For Bowen Islander Emily van Lidth de Jeude, making art provides the opportunity to delve deep into a world of experience on her subject of choice. The work she creates, like the MAMA Project, brings her audience into that world. The project she is working on now, called what.home, will explore the meaning of “home” in an increasingly globalized world.
She says people’s definitions of “home,” have been fractured by globalism, transience and social media, and she uses that fractured landscape as a foundation for art.
“You’re likely to find strong similarities between this and the MAMA Project,” says Emily. “My process, or my goal in both of these projects is to show so many diverse and scattered experiences of the theme, that you find threads of commonality throughout.” “
Emily adds that home for her, is decidedly here in coastal British Columbia.

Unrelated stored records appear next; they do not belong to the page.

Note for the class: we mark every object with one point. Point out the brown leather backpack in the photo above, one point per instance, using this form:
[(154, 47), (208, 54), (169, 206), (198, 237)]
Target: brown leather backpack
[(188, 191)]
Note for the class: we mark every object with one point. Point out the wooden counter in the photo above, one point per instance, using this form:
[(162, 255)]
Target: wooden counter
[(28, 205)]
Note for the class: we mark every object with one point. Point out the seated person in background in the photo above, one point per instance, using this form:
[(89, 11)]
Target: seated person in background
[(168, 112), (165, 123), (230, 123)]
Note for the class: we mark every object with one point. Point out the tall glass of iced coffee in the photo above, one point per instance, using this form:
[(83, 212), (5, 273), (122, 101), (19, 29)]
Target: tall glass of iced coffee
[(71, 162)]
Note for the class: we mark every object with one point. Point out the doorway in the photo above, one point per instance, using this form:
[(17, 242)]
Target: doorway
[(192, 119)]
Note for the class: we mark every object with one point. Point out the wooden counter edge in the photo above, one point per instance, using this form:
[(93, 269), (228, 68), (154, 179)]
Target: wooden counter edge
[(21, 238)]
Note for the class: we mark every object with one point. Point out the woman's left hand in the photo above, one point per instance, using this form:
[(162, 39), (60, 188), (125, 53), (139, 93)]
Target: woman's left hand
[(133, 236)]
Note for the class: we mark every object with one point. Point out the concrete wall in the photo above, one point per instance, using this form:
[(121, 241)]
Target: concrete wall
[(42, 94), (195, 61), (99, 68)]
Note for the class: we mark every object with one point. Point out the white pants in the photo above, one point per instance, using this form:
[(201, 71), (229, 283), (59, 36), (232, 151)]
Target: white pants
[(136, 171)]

“Between all four of my parents’ backgrounds I have quite a mix of heritage, from generations of family ranching in the Black Hills, to Mexican, Irish and Ukrainian immigrants, to my Dutch father, who brought himself to Canada just fifty years ago and yet nurtured in me the deepest connection to this land. None of us is Salish. My sense of home is informed by knowing I am living on un-ceded Salish territory. There is a lot of conflict in my heart around the fact that I don’t personally belong to any other place, but I am living as a settler here,” she says.
Emily adds that most people, she thinks, probably share some sense of conflict around the idea of home and belonging, so in what.home she aims to create a space where viewers can re-assemble their own experience and pull together across experiential divides.
To find these stories of scattered and fractured experience, Emily is interviewing people on Bowen and in the lower mainland, Victoria, Germany and Switzerland.